Output: Synthetic micrographs that look like real experimental data.

Experiments

They trained CryoCCD using synthetic particles derived from 15 different EMPIAR datasets. For visual quality evaluation purposes, 6 datasets were chosen. Performance was evaluated against baselines — both traditional (Gaussian, Poisson, mixed) and deep generative (CryoGem, CycleDiffusion).

Eval 1: How Similar are the Generated Images to Real Data?

Average FID for CryoCCD at 18.45 was better than the others — ~314 for traditional (terrible), failed for CryoGem, and 22.67 for CycleDiffusion (close second).

Eval 2: Particle Picking

Basically, train Topaz (a particle picker) on synthetic data for each baseline+CryoCCD, then test on real experimental images. The question: “If I train an AI on synthetic data, can it successfully find particles in real experimental images?”
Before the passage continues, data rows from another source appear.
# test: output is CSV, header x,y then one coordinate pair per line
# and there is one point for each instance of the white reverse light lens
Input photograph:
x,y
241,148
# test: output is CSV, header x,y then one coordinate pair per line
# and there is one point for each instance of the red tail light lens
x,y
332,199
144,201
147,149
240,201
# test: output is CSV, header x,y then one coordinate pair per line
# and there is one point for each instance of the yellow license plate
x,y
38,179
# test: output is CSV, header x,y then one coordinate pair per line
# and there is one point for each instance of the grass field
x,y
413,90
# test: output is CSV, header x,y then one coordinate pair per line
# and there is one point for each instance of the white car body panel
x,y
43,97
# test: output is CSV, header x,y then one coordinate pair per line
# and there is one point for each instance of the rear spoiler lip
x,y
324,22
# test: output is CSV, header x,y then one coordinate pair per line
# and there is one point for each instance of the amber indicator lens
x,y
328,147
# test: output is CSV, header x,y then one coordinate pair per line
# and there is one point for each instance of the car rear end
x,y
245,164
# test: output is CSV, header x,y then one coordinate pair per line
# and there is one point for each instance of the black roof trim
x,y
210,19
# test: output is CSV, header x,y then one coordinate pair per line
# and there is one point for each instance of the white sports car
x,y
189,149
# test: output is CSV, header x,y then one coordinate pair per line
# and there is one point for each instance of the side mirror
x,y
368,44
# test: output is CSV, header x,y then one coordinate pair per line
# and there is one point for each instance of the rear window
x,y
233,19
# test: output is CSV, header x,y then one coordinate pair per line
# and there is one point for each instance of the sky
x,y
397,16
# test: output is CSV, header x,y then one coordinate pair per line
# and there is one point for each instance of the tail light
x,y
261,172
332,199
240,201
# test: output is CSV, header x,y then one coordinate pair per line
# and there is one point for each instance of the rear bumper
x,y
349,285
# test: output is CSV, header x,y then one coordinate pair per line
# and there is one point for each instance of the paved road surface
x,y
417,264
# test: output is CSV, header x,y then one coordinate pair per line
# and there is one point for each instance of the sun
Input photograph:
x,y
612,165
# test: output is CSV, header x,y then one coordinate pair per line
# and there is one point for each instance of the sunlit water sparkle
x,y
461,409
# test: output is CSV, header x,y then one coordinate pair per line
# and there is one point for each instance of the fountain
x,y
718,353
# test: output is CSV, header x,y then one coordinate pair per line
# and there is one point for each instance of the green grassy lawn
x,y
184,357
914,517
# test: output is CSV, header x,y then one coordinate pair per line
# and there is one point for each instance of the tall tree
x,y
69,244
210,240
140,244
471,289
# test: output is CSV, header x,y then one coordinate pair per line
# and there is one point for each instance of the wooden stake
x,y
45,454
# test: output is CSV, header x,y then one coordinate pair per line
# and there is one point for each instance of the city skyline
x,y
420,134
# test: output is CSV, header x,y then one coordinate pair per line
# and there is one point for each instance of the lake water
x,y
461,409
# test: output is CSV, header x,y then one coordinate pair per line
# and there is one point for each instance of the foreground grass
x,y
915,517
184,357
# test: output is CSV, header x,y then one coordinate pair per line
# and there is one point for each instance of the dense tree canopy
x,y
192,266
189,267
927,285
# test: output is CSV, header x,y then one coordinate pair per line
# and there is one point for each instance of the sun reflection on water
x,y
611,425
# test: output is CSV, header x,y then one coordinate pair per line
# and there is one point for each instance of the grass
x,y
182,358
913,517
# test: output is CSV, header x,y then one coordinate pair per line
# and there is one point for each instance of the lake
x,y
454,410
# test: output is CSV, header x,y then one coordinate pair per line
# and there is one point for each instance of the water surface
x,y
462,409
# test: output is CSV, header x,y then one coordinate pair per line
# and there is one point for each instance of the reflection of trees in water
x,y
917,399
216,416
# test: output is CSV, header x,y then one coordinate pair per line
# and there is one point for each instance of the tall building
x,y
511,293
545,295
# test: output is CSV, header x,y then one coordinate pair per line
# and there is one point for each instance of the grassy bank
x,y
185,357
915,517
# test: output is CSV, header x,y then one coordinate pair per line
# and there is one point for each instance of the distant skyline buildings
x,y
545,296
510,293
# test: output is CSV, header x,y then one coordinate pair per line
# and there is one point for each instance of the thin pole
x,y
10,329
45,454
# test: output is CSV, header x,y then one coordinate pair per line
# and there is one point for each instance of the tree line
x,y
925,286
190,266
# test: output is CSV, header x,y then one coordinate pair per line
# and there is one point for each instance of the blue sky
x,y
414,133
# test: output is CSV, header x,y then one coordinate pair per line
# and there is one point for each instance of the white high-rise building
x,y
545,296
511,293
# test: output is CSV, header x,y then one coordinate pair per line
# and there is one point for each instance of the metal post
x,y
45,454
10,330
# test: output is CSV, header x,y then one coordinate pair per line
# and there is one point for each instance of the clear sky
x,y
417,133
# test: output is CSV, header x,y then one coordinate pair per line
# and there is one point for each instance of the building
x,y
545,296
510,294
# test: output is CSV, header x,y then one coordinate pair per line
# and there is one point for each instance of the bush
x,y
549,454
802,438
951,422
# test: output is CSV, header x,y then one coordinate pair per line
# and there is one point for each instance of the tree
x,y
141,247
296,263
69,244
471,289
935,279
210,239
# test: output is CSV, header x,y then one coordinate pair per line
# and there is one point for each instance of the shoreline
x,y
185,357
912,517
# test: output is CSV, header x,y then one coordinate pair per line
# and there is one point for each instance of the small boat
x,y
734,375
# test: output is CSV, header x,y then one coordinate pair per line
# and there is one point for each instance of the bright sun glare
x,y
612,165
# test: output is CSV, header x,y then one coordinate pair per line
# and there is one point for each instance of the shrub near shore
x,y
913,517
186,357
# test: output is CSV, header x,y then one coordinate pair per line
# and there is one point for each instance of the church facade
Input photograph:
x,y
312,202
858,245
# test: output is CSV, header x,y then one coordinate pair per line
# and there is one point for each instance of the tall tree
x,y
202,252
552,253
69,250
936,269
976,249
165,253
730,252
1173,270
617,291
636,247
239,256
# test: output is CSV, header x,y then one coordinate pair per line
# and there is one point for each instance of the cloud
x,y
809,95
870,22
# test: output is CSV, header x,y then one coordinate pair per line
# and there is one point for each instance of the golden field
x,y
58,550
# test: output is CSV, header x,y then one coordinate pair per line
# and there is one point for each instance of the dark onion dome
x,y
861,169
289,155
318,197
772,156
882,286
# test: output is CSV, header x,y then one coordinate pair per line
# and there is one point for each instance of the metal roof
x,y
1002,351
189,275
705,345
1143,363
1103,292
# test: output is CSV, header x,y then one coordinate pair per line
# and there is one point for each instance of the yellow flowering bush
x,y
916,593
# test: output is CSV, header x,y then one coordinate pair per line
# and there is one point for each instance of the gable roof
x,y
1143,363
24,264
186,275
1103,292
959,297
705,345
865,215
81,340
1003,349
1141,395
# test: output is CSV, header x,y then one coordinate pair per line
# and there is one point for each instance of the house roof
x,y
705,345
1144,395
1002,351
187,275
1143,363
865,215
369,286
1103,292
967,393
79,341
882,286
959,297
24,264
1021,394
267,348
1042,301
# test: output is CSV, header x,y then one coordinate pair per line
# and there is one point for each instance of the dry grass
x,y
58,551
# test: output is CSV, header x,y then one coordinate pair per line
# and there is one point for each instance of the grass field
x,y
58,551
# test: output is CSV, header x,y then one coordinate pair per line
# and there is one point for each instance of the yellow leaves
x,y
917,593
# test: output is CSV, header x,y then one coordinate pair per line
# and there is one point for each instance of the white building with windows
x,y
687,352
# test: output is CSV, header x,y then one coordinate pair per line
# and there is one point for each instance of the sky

CryoCCD had the highest AUPRC across the board.

Eval 3: Pose Estimation

Train CryoFIRE (pose estimation method) on synthetic data with known orientations, then test on real images. Metrics included reconstruction resolution and accuracy of orientation predictions.

CryoCCD had the higher resolution and lower angular error across the board.

Eval 4: Ablation

Sampling steps study showed the goldilocks zone for number of denoising steps to be 10-20; sampling algorithms study showed DDPM (stochastic) being the best over DDIM for cryoEM as deterministic generation creates unrealistic uniformity.

  • What stuck out to me here was how over-smoothing (higher denoising steps, specifically 20-50) provided diminishing returns and washed out fine details. However, 100 steps is enough to overcome this. So use either 10 steps or 100 :)
  • I’ll dive into different algorithms for diffusion models in another post.
Pasted image 20250722001919.png

Quick Takeaways

CryoCCD’s architecture understands the subtleties of cryoEM noise and how diffusion models behave.

  • I learned that even small changes in sampling strategy can have huge impacts on realistic image generation. Doubling steps resulted in a 13% worse FID score, and removing randomness (DDPM DDIM) resulted in 6.5% worse performance.
  • Speed and quality tradeoffs are quantifiable. And there’s still room for speed and quality improvements.
  • Ablations are important.
  • This can democratize synthetic cryoEM data.

I’m interested in seeing how this can be built upon and its implications in other domains, particularly scientific and medical imaging.